I was shocked to see a somewhat playful entry in this month's issue, as an Easter dinner featured a rice pilaf (spiked with currants and pine nuts) molded into an egg shape. I assumed that actually molding food into seasonally-appropriate shapes was a little too pedestrian for this magazine, but even Gourmet must have felt the need to do something special for the kiddies. (At least, for the kiddies who'd eat currants and pine nuts in their rice.)

Easter's over in 2018, though, and I was more interested in the article on rutabagas.

Next to more run-of-the-mill recipes like rutabaga and carrot soup, I found this entry:


Rutabaga Pudding! (Sorry the part near the center didn't scan well. Most of it is easy enough to figure out, but the cook time is 45 minutes, and you're supposed to serve it with meat.) This is not pudding in the sense of being a dessert (I hope!), but more in Yorkshire pudding territory. 

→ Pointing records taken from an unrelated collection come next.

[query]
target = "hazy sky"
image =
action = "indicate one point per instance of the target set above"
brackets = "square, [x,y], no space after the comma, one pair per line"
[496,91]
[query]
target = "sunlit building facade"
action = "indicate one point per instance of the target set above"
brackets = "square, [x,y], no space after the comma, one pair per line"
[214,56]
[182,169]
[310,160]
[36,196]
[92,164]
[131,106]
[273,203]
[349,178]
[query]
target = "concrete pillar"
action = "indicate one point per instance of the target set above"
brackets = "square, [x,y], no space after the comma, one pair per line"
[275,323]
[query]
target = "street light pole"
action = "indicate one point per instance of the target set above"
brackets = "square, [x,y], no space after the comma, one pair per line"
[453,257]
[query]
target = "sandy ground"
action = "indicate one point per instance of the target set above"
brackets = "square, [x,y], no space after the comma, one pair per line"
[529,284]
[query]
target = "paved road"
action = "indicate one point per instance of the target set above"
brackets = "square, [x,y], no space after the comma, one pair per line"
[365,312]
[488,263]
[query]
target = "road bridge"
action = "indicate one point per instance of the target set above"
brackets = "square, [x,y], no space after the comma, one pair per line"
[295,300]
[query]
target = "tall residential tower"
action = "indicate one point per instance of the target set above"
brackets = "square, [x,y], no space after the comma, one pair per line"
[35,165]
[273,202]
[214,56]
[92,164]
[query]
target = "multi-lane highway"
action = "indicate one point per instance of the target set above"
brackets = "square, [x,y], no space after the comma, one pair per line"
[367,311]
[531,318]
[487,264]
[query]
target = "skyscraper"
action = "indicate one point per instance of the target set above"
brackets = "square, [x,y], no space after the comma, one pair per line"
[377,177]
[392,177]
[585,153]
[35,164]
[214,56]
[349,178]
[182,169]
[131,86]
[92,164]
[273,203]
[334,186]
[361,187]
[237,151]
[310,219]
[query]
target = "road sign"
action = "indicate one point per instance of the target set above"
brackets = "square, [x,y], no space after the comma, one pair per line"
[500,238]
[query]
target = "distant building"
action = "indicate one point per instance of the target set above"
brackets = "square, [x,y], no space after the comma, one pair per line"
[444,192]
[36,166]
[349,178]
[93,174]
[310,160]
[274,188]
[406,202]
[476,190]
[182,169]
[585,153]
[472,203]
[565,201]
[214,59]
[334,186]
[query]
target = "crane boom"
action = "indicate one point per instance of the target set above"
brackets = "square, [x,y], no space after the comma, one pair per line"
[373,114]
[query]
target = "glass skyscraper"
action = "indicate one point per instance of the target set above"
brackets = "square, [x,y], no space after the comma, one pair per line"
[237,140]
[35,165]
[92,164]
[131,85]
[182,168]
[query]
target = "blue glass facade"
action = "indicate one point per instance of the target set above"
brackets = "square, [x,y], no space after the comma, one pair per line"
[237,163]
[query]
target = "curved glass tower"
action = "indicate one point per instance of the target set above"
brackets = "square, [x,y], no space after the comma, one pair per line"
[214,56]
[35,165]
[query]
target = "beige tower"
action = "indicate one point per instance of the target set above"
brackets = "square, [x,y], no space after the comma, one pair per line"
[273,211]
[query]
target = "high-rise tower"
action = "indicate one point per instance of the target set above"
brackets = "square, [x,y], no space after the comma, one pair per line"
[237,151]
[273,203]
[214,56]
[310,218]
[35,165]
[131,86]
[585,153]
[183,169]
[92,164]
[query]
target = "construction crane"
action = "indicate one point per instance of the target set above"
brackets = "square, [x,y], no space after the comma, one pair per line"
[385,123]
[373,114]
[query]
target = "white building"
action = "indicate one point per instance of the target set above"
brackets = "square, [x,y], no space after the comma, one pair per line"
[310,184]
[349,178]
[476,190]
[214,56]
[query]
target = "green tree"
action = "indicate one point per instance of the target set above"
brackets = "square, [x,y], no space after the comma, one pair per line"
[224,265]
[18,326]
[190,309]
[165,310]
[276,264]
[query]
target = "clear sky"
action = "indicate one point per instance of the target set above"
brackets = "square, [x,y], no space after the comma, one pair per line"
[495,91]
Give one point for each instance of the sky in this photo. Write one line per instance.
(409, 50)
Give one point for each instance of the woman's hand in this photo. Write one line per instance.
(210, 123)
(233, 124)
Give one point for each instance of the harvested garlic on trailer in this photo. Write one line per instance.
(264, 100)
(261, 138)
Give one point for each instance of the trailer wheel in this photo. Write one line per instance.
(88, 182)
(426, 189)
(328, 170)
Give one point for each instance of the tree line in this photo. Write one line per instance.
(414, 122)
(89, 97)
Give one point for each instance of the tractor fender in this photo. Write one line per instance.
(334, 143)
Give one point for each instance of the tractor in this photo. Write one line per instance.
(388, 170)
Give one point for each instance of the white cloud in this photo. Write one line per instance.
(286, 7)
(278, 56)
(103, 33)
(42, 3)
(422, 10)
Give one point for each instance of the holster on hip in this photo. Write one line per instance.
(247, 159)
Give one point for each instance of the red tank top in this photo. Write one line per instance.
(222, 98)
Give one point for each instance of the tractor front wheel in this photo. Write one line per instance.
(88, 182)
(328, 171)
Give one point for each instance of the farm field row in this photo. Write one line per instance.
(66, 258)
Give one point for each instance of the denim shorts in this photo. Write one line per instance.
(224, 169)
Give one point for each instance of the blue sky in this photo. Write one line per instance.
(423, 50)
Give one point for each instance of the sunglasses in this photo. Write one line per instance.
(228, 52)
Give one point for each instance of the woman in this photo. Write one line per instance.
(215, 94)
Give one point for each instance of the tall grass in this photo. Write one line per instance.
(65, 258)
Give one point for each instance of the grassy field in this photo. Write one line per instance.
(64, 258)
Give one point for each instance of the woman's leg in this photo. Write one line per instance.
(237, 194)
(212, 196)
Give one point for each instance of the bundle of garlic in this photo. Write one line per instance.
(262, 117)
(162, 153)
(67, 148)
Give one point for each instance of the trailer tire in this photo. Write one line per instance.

If you do want a rutabaga-centric dessert, the magazine still has you covered with a recipe for Rutabaga Pie:

Sorry it's a picture instead of a scan, but it was in the middle and wouldn't scan well. I cut off the beginning, which is just instructions for prebaking a pâte brisée crust, but at least you can see the filling in all its rutabaga-and-apple-purée with brown sugar, coriander, and cinnamon glory. 

I am not sure what this would taste like, but a small part of me wonders if I shouldn't have saved this for the Pieathalon....

It's good to know that even Gourmet got a little crazy with its pies sometimes.